Now what? She’d been convinced money would sway it. She fought down the urge to panic. She couldn’t let him read any weakness in her lies, her anger that he was wasting time.
“Okay, I’ll go elsewhere. You need to untie me.”
He held her gaze. She tried to keep it blank, to not panic that this could be a life and death decision. Lily.
He walked out of the kitchen.
“You realise we won’t be replacing your front door, don’t you?” A last try.
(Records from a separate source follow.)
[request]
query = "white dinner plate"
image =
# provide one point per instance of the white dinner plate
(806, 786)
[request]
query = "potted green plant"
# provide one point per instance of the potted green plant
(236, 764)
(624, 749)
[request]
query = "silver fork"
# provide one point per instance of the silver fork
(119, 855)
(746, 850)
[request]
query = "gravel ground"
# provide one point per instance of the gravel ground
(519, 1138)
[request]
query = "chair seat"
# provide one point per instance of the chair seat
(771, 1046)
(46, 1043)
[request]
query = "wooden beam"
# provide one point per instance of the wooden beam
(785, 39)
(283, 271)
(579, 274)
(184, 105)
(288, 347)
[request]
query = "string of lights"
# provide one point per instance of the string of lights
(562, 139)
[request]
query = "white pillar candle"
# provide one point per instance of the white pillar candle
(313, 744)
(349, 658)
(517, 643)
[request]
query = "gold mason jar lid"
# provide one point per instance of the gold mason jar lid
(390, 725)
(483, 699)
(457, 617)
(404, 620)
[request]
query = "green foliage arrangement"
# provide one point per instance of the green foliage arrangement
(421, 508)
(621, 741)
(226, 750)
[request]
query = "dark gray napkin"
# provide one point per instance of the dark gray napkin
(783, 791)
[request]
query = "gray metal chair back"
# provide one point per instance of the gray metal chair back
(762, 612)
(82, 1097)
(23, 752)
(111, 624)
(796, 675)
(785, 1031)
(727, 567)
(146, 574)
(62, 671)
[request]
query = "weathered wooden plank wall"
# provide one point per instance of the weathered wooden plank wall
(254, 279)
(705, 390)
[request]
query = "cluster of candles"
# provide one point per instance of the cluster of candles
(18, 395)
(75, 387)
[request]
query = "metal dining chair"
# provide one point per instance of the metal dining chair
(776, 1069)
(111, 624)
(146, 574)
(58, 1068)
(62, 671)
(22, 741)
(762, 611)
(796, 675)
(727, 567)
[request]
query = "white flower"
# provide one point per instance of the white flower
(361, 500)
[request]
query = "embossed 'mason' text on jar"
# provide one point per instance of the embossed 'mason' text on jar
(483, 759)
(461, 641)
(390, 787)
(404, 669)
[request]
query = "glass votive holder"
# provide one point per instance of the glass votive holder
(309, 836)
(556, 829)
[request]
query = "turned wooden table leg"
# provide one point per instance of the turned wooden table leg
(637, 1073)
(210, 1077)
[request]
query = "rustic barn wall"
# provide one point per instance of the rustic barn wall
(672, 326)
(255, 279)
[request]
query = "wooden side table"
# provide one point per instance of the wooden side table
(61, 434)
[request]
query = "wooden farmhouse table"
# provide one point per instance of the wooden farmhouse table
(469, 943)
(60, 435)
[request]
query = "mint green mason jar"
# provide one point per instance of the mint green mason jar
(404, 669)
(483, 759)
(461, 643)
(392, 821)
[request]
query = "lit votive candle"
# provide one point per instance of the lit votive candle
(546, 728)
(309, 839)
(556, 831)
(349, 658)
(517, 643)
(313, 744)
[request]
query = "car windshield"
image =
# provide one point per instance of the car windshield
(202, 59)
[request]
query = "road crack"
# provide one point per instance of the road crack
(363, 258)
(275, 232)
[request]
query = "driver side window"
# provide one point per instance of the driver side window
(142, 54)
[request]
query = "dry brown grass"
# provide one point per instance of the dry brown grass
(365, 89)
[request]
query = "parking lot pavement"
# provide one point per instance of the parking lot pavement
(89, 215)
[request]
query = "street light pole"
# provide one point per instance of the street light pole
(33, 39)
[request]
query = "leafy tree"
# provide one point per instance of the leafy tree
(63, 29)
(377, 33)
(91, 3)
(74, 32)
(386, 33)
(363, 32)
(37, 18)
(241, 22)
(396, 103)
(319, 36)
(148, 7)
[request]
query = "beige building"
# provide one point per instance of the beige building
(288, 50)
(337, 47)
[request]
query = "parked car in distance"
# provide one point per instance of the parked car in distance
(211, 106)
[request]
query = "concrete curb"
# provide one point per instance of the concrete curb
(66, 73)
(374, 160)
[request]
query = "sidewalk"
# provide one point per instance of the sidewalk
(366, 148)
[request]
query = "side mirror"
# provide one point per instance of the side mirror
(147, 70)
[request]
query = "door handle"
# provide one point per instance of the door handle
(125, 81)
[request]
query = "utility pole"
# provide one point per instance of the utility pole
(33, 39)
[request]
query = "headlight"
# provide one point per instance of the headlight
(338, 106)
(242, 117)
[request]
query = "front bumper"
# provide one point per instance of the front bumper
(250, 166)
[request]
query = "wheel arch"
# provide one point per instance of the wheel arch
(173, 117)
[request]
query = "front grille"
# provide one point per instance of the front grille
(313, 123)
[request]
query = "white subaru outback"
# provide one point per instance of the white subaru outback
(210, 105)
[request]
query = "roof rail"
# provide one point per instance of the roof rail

“No battering ram’s getting through that.”
Eva laughed, forcing it to sound less like hysteria, more like she was driving this. “A battering ram? You think we’re amateurs?”
He sauntered back in.
“They’re on their way already,” Eva ad-libbed, “my back-up, and the one you need to be worried about is the one who used to study IEDs for the military. He loves a big bang.”
“IOU for me to do what you want, if you call them off.”
“I’m not making any calls until you untie me.”
“I can make you, you’re forgetting I have the upper hand.”
“Do you?” Eva smiled sweetly. “Charles said you’re good, but enough that you know my code word for everything’s okay and the one to blow this place wide open? That’s pretty impressive.” Eva faked a yawn, though her heart was hammering so fast she was surprised he couldn’t see her rocking to its beat. “Untie me, I’m leaving.”
“An IOU.” CJ insisted.
“Untie me.”
He bent down behind her and snap, snap, her legs were free. “IOU.”
Taking a gigantic leap into places she didn’t want to be, Eva agreed. “You have two requests only, I have one veto.”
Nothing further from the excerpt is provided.